Detrás de Río Varadero se encuentra el médico y empresario Marcos Podestá, un nombre que remite directamente a las finanzas personales de Diego Santilli. En 2015, el entonces funcionario porteño declaró una deuda hipotecaria de 550.000 dólares a favor de Podestá, la cual desapareció de sus registros un año después sin explicaciones sobre el origen de los fondos para cancelarla.
Hoy, ese vínculo parece haber pasado de lo personal a lo estructural.

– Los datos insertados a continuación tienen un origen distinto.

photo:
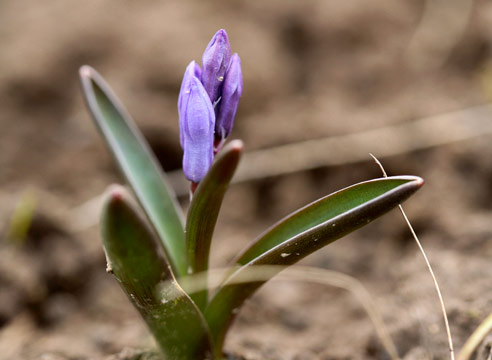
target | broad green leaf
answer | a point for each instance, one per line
(302, 233)
(322, 210)
(133, 257)
(204, 209)
(138, 165)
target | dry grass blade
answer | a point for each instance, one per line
(476, 339)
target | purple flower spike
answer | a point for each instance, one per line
(197, 122)
(192, 70)
(231, 93)
(215, 62)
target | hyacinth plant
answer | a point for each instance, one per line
(151, 248)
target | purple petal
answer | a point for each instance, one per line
(231, 94)
(193, 69)
(215, 62)
(197, 131)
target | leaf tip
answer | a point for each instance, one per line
(86, 71)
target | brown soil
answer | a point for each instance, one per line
(312, 69)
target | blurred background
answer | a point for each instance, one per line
(418, 72)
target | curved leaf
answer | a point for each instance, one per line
(138, 165)
(133, 257)
(304, 232)
(204, 210)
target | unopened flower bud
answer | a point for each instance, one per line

El crecimiento del holding de Podestá —que incluye droguerías y laboratorios como Gemepe— se ha consolidado al calor de las contrataciones directas y licitaciones a medida en el ámbito de la Ciudad.

La trama se completa con otro conocido para la política porteña: la figura de Edgardo Cenzón, ex recaudador de las campañas de Santilli, quien tras su paso por la función pública desembarcó en la estructura de negocios de Podestá, presidiendo empresas como Treater S.A. en Vaca Muerta.

Esta "puerta giratoria" sugiere que la adjudicación del autoseguro en CABA no es un hecho aislado, sino el capítulo más ambicioso de una alianza política-empresarial que ha convertido al Estado en un cliente cautivo de sus propios acreedores.

El riesgo fiscal: Privatizar ganancias, estatizar pérdidas

El modelo de autoseguro adjudicado a Río Varadero plantea un escenario de "riesgo cero" para la empresa y máxima exposición para el Estado:

1- Caja para el privado: Río Varadero cobra por la gestión de servicios médicos, un flujo de caja constante y garantizado.
2- Deuda para el Estado: El Gobierno de la Ciudad asume directamente el costo de los juicios, las indemnizaciones por incapacidad y los salarios por licencia.
3- Bomba de tiempo: Especialistas advierten que este sistema fomenta la litigiosidad, cuyas sentencias finales no serán pagadas por la aseguradora, sino por el erario público en los próximos presupuestos.

En las últimas semanas se han multiplicado las consultas en estudios de abogados por parte de miembros de la Policía de la Ciudad y el cuerpo de Bomberos, respecto de cómo se aplicará el nuevo sistema en empleados del GCBA que por la naturaleza de su trabajo están permanentemente expuestos a accidentes laborales. Ampliaremos.